40 In un sistema di sociosanitario fondato sul Welfare Societario, a fare la differenza all’interno della società sono il grado di coesione e integrazione sociale che caratterizzano la comunità stessa (Folgheraiter, 2003).
Secondo Donati la via societaria modifica profondamente il senso delle nuove politiche sociali poiché la nuova società civile è fondata sul senso politico come senso associativo (Donati e Folgheraiter, 1999). A tal proposito si parla di cittadinanza profonda e di democrazia associativa (Cohen e Rogers, 1993). Qui il livello di partecipazione dei cittadini è massimo perché le decisioni vengono prese coinvolgendo in maniera attiva l’intera società civile. Pertanto, l’orientamento valoriale di riferimento del welfare societario non può che essere il principio di sussidiarietà nella sua forma orizzontale (Colozzi e Donati, 2005).
La sussidiarietà orizzontale si svolge nell’ambito del rapporto tra autorità e libertà, essa si basa sul presupposto secondo cui alla cura dei bisogni collettivi e alle attività di interesse generale provvedono, direttamente, sia i privati cittadini (sia come singoli, sia come associati) che i pubblici poteri, questi ultimi in funzione “sussidiaria”, solo quando i cittadini non riescono autonomamente:
una società di ordine superiore non deve sostituirsi ad una di ordine inferiore in ciò che la società di ordine inferiore sarebbe in grado di fare autonomamente.
Inoltre, la società di ordine superiore, nella fattispecie lo Stato o qui i servizi socio-sanitari, devono altresì promuovere e favorire l’agire autonomo della società di ordine inferiore (in tal caso gli utenti, i familiari, le organizzazioni di terzo settore o informali (Ivi).

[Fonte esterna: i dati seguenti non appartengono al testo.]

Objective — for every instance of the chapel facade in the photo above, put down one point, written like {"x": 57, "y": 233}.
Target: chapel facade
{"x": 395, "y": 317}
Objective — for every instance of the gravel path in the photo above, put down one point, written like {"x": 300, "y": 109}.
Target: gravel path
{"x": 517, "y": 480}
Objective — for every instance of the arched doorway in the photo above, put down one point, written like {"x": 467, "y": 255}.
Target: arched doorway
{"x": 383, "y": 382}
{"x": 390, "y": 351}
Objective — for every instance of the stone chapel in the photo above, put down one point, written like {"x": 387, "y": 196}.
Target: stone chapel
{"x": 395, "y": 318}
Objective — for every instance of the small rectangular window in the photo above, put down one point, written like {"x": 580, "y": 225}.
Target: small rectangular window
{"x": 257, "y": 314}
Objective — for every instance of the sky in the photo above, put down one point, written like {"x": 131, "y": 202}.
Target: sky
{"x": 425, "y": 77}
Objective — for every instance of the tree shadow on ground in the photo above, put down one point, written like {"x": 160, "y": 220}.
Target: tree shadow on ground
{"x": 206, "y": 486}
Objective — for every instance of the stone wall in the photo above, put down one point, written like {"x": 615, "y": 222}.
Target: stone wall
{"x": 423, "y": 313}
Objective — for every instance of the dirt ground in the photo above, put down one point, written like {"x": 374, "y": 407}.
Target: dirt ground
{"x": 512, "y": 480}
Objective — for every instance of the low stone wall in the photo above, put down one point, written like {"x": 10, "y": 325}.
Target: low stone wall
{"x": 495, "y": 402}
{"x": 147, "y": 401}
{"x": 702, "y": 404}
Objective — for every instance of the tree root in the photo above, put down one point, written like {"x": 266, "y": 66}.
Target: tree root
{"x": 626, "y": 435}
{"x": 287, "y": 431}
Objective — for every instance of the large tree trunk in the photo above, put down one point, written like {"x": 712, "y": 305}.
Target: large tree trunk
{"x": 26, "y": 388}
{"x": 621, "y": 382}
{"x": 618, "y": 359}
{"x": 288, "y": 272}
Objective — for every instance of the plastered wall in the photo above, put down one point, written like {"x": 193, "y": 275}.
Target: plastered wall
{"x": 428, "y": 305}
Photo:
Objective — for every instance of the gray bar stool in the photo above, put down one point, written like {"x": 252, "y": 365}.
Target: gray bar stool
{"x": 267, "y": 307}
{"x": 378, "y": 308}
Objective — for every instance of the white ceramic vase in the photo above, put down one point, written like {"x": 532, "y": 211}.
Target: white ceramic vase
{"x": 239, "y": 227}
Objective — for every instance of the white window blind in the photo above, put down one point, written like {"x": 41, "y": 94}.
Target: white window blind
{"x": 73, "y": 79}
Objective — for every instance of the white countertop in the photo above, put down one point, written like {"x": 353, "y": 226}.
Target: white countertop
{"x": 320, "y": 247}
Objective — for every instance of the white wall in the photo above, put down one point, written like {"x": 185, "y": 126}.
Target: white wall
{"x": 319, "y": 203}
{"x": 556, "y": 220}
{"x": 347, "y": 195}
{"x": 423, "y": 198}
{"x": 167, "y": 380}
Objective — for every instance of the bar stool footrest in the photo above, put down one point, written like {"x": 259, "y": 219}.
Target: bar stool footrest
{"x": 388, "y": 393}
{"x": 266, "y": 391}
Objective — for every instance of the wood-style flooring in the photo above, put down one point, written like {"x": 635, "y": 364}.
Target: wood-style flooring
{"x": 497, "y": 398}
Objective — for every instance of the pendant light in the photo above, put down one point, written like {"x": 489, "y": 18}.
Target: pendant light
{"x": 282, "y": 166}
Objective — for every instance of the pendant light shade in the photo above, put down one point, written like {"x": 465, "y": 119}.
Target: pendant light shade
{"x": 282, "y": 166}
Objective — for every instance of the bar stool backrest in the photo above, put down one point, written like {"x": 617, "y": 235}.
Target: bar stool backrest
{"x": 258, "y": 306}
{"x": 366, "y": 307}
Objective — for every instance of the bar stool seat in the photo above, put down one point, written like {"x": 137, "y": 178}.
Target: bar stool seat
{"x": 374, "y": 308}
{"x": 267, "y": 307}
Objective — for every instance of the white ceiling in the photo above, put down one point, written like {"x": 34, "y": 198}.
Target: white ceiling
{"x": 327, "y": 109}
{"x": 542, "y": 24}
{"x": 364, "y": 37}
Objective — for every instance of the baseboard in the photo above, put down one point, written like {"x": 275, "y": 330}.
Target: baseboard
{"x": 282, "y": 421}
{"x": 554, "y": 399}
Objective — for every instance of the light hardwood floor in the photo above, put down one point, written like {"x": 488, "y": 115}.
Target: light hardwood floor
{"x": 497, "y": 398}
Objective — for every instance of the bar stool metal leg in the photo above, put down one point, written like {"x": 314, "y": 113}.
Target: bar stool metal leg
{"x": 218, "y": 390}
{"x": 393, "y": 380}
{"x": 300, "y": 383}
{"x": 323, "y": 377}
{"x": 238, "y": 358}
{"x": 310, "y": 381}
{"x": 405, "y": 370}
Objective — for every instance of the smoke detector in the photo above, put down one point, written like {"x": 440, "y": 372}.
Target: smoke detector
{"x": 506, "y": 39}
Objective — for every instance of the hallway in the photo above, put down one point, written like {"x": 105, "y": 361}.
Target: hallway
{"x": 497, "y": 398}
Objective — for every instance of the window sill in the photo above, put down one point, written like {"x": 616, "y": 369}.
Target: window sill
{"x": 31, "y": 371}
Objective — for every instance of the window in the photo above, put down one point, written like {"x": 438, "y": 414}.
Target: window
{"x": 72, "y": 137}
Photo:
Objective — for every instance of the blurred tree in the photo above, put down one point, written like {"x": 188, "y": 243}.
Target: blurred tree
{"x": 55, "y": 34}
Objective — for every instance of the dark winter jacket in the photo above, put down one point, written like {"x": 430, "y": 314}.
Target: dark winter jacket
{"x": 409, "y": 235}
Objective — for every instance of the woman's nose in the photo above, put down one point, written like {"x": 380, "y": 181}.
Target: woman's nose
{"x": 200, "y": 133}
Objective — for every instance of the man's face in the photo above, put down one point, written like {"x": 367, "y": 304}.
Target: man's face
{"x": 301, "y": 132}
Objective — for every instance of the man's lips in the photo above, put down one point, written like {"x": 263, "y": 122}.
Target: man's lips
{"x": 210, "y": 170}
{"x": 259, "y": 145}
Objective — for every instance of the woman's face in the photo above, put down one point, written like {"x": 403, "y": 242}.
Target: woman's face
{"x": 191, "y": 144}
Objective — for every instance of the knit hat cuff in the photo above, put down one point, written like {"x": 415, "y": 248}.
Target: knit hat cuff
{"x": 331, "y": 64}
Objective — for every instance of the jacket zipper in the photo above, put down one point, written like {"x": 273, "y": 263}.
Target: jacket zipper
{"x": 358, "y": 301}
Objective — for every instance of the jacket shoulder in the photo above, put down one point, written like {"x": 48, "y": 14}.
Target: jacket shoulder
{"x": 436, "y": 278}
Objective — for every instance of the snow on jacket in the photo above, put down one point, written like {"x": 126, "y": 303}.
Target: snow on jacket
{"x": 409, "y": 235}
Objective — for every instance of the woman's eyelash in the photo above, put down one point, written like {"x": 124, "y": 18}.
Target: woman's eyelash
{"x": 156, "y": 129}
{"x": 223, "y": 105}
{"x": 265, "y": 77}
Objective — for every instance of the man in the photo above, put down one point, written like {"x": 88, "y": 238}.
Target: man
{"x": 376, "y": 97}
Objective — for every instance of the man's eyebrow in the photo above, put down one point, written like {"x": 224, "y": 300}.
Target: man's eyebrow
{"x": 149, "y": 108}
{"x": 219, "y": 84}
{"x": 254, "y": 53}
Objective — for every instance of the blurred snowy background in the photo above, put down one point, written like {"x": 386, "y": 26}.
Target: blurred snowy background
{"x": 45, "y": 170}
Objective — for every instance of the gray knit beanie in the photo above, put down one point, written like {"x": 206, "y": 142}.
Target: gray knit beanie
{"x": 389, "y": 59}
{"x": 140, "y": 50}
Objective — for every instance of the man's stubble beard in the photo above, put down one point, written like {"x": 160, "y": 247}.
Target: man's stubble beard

Folgheraiter (2014) a tal proposito individua un altro modo di esplicarsi della sussidiarietà, quello relazionale:
“Sussidiare non vuol dire soltanto che la Pubblica Amministrazione delega al mercato e neppure che delega a un livello amministrativo posizionato più sotto. Intendiamo piena relazione tra Ente pubblico e società civile. Siccome la società civile è essa stessa un insieme di relazioni, ipotizziamo quindi un relazionamento disarticolato e multilivello. In questa forma di sussidiarietà, le due istanze, quella “bassa” societaria e quella “alta” dell’Amministrazione sono intrecciate lungo un asse orizzontale. È un dialogo alla pari tra Enti diversi e cittadini in cui le Istituzioni socio-assistenziali e socio-sanitarie chiedono aiuto alla società civile per assolvere i compiti statutari e a sua volta, la società civile chiede un aiuto di ampio raggio, non limitato al denaro, all’Ente pubblico” (Folgheraiter, 2014, p. 90).
Il modello del Welfare Societario è quindi fondato sul concetto di partnership che rappresenta il punto di partenza per la promozione dell’empowerment.
41 I meccanismi di partnership, infatti, possono produrre elementi di valore aggiunto per gli utenti e per i servizi, se entrambe le parti si fanno carico di maggiori responsabilità l’una verso l’altra (Barnes e Bowl, 2003).